California Gov. Gavin Newsom has appointed Assemblyman Rob Bonta as state attorney general, subject to legislative confirmation. Billed as the first Filipino American to hold the post, Bonta would also be the first attorney general who believes that California can keep taxing people for 10 years after they leave the state.

The Oakland Democrat was the prime mover of AB 2088, the California Wealth Tax, which, had it passed, would have slapped a 0.4 percent tax on the portion of a taxpayer’s net worth that exceeded $30 million. As Bonta explained, “Asking these well-resourced Californians to give a little more to keep our people working and support our most vulnerable is the right thing to do.”

As embattled Californians understand, a tax is not a request but a demand, a taking. Bonta wanted the new tax to keep on taking even after Californians leave the state. AB 2088 would have taxed former Californians 90 percent of their in-state levy in the first year after they left the state and 80 percent in the second year, phasing out over a decade.

“They’re no longer California residents, you can’t legally do that,” Fox Business anchor Neil Cavuto challenged Bonta in 2018. The Yale law alum responded: “For 10 years, the wealth was accumulated during their time in California [so]we believe we can do that.”

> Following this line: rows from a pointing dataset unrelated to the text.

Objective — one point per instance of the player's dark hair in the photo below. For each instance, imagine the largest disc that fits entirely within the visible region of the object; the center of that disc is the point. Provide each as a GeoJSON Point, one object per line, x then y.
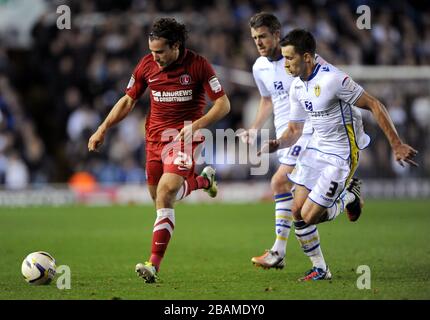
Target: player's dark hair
{"type": "Point", "coordinates": [171, 30]}
{"type": "Point", "coordinates": [302, 40]}
{"type": "Point", "coordinates": [265, 19]}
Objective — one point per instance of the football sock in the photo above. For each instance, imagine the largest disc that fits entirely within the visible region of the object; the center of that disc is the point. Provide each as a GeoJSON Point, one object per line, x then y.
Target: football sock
{"type": "Point", "coordinates": [162, 232]}
{"type": "Point", "coordinates": [339, 206]}
{"type": "Point", "coordinates": [310, 242]}
{"type": "Point", "coordinates": [283, 221]}
{"type": "Point", "coordinates": [190, 184]}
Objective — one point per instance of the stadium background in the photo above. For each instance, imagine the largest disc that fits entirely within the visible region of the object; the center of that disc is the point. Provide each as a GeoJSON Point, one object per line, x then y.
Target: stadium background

Paul Bleeg of the EisnerAmper accounting firm didn’t think so. “Attempting to tax a former resident for 10 years after they terminate their residence is the same as taxing them for life,” Bleeg told Bizjournals. “It’s completely unhinged to think this is okay.”

Bonta’s ten-year tax plan for former residents recalls California’s 26-year campaign against Gilbert Hyatt, inventor of the first single-chip microprocessor in 1990. The invention earned Hyatt a lot of money, so he decamped from California, which taxes incomes, to Nevada, which does not. California’s pillage people, otherwise known as the Franchise Tax Board (FTB), claimed the inventor lied about his residency and socked him with a bill of $13.3 million in back taxes and penalties.

By August 2017, the FTB claimed interest had boosted Hyatt’s tax tab to a whopping $55 million. The case landed with California’s Board of Equalization, which ruled that Gilbert Hyatt was, in fact, a Nevada resident when California tax collectors charged him with lying about his residency. The final settlement in 2019 brought no new tax revenue to California, which wasted more than $25 million in pursuit of Hyatt.

The latest attempt at a “wealth tax” would doubtless have driven other creative, productive people out of the state.

In the internet age entrepreneurial people can become very wealthy by inventing useful products that people want to buy. For Bonta, however, wealth is simply “accumulated,” and the AG appointee seems to assume that all wealth confiscated by the state directly benefits the people, with little if any waste or fraud. True to form, the tax measure was cosponsored by the California Federation of Teachers, SEIU California (government employees), and the California Teachers Association.

Bonta seems unaware that California already imposes some of the highest income, sales, and corporate taxes in the nation. The highly volatile system, as veteran California commentator Dan Walters notes, “at best makes little sense in the 21st century and at worst could trigger a future fiscal meltdown.”

AB 2088 fizzled last summer, but it stands as a demonstration of government greed, which in California is truly fathomless. If Californians thought the state’s ruling class was unhinged, it would be hard to blame them.

The Assembly and Senate have up to 90 days to confirm Rob Bonta as state attorney general. The post is up for a vote of the people in 2022.